Focusing conscious awareness on one particular stimulus
What is limited attention?
It is when you divide your attention between multiple tasks
What is an example of limited attention?
Cocktail party effect, our ability to attend to only one voice within a sea of many as you chat with a party guest
What is Inattentional blindness?
It is when we fail to perceive something when our attention is focused elswhere
What is an example of inattentional blindness?
Missing the gorilla walking by when you are focused on how many times the ball is being passed between people.
What is change blindess?
Observers’ inability to notice changes in their environment
What are examples of change blindness?
- Person swap paradigm
- Flicker paradigm
What is the person swap paradigm?
The experimenter asks someone on the street for directions halfway through they swap the experimenter with someone else. Not that many people noticed the swap
What is the flicker paradigm?
Four photos are tested in a sequence. Photo 1, blank screen, photo 2 (slightly altered photo 1), blank screen again and it usually takes a long time for someone to notice the difference.
What is the Moore and Egeth study of visual illusions and inattentional blindess?
Used visual illusions like the Muller Lyer illusion. People were susceptible to the illusion even if they did not consciously process the stimuli that caused the illusion.
When do stimuli “capture” attention and why?
It’s meaningful: your own name captures your attention
You’re expecting it: if you watch bear/gorilla video again you’ll be more likely to see it
It’s interesting/complex: a happy vs. simple geometric shapes
What is preconscious processing?
The items that currently lie outside our conscious awareness, some may be may conscious, some may never get into conscious awareness.
Much of it is easy to bring to awareness
What are het two phenomena’s about preconscious processing?
- We sometimes have difficulty raising items from preconscious to conscious. (top of the tongue phenomenon)
- Stimuli that we are not aware of can still affect us (effects of subliminal priming and blindsight)
What is the tip of the tongue phenomenon?
You know that you know the word but you cannot fully retrieve the word. Occurs about once or twice, a week for college students, more often as we get older
What is a common example of Tip of the Tongue Experience?
Often happens with people’s names, but also for common nouns. Sometimes you might know the letter their name starts with or syllables but not the actual name
What is blindsight?
Blindsight is another way in which stimuli we are not aware of can affect our behavior.
Person cannot consciously see a certain portion of their visual field but still behave in some instances as if they can see it
Being aware of perceiving something is distinguishable from just perceiving something
What is automatic processing?
- Required no conscious control
- Little effort required
- Subcomponents can be performed in parallel
- doesn’t consume much attentional resources
- Performed quickly
- Familiar, well-practiced tasks
What is controlled processing?
- Requires conscious control
- Effortful
- One step at a time (serial)
- Consumes our attentional resources
- Performed more slowly
- novel tasks
What is the Stroop task?
Interference effects between two tasks, one relatively automated and one that’s less automated.

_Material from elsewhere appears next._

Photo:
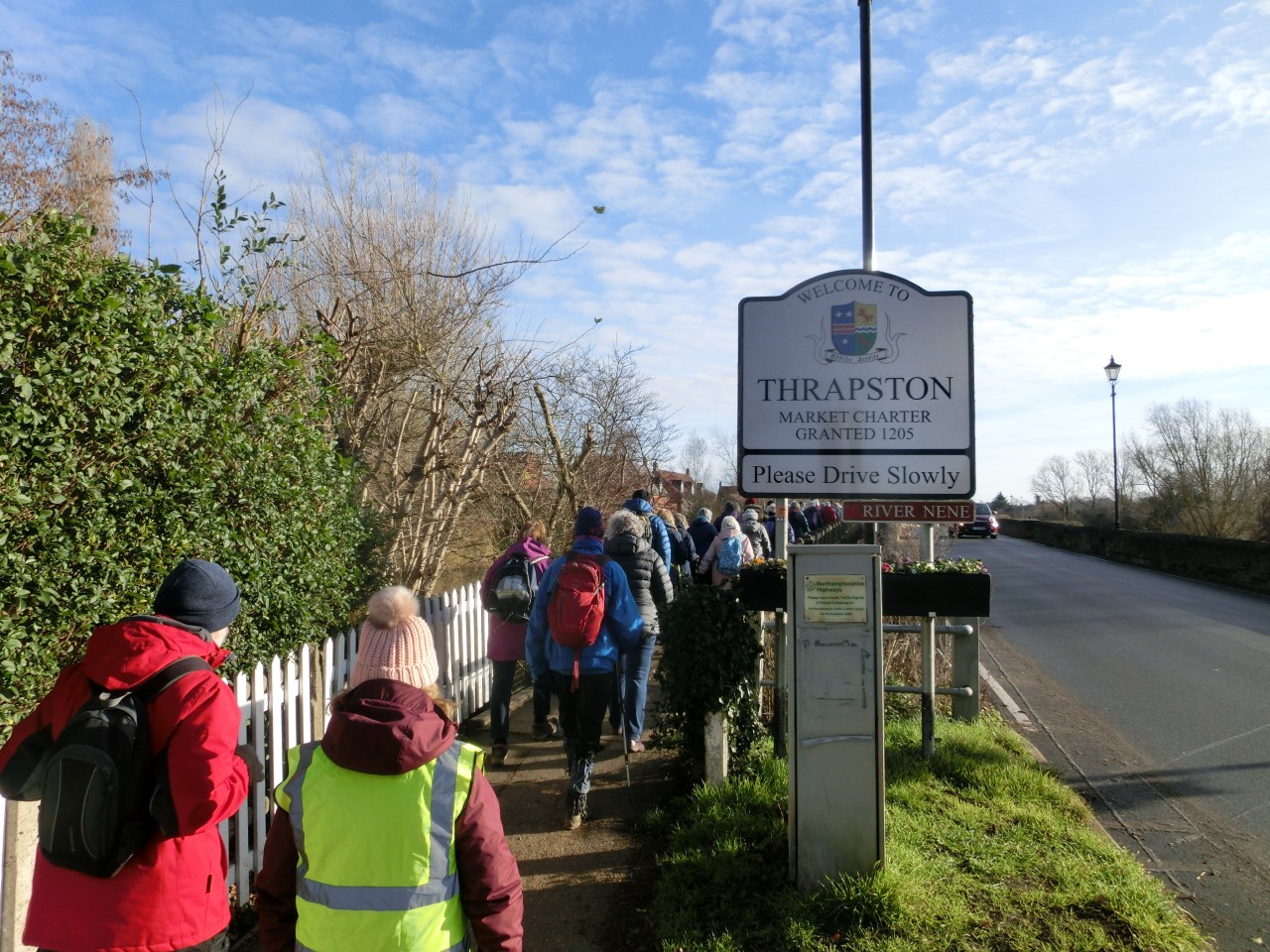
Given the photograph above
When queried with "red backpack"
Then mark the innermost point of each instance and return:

We have difficulty selectively attending to a less automated task that competes with a more automated tasks.
Reading vs. naming colors
What is the visual search paradigm?
- Actively searching for a target in a field of distractors.

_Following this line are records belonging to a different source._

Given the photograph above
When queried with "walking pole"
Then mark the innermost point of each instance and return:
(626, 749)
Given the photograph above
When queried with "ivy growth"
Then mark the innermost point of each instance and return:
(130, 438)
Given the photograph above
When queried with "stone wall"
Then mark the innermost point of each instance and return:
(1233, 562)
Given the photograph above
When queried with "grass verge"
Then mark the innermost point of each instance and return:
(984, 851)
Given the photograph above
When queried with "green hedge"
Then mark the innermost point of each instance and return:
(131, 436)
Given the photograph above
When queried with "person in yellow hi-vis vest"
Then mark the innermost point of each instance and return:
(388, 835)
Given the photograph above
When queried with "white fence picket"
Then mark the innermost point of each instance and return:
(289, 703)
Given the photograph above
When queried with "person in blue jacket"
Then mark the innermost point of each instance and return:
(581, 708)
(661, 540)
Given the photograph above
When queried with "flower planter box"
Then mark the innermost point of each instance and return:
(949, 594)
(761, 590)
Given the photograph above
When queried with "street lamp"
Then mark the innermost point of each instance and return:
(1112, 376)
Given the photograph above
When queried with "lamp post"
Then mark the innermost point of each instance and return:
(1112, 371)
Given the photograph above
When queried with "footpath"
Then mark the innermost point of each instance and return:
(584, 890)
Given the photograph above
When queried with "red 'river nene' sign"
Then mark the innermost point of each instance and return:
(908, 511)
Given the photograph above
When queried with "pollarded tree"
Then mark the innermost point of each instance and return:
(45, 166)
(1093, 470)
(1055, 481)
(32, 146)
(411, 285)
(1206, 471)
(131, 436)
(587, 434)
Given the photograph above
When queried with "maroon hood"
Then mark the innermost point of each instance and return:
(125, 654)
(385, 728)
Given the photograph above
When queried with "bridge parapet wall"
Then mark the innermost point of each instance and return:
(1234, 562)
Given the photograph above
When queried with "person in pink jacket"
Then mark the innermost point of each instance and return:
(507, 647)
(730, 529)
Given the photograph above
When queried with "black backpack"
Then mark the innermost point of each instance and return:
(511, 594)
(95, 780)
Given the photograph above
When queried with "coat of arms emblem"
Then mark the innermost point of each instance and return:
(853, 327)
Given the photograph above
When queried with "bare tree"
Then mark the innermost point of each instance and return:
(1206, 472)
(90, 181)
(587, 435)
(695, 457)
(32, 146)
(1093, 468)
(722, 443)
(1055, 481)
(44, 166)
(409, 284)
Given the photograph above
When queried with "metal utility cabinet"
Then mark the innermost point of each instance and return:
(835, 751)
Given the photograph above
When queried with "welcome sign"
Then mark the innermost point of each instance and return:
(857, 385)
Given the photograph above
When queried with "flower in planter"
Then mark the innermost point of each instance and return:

- Number of targets and distracters influence accuracy
- Contrast feature search vs. conjunctive search
What is feature search?
Find presence of one feature in the array. Find the red letter in a field of blue letters
What is a conjunctive search?
Find the conjunctions of 2 or more features together. Find a red Z in a field of red and blue Zs and Ms
What is Treisman’s Feature-Integration Theory?
Individual feature processing, conjunctive searching, Can get illusory conjunctions under some conditions (show blues squares and red triangles)

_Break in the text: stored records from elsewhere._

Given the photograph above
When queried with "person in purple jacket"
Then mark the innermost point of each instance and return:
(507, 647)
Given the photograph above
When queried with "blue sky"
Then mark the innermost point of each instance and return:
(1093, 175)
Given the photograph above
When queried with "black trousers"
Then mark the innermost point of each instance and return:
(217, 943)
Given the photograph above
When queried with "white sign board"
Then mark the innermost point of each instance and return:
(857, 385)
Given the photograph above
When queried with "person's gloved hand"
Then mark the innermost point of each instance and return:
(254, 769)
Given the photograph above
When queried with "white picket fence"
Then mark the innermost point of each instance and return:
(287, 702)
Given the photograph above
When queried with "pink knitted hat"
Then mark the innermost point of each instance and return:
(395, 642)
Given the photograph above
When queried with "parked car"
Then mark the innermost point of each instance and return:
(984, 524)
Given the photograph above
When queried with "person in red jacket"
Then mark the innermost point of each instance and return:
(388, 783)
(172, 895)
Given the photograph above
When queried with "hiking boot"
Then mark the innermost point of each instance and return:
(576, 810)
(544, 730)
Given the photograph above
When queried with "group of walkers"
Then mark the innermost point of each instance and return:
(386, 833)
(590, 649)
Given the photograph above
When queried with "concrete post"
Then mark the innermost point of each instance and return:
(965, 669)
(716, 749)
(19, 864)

What is the individual feature processing (Trisman’s feature-integration theory)?
It is done in parallel. Simultaneous processing is done on the whole display and if feature is present – we detect it.
What is conjunctive searching (Treisman’s feature-integration theory)
Requires attention to the integration or combination of the features. Attention to particular combination of features must be done sequentially to detect presence of a certain combination.
What is an example of a feature search?
Find the red x in a sea of white x’s. This is easy and automatic.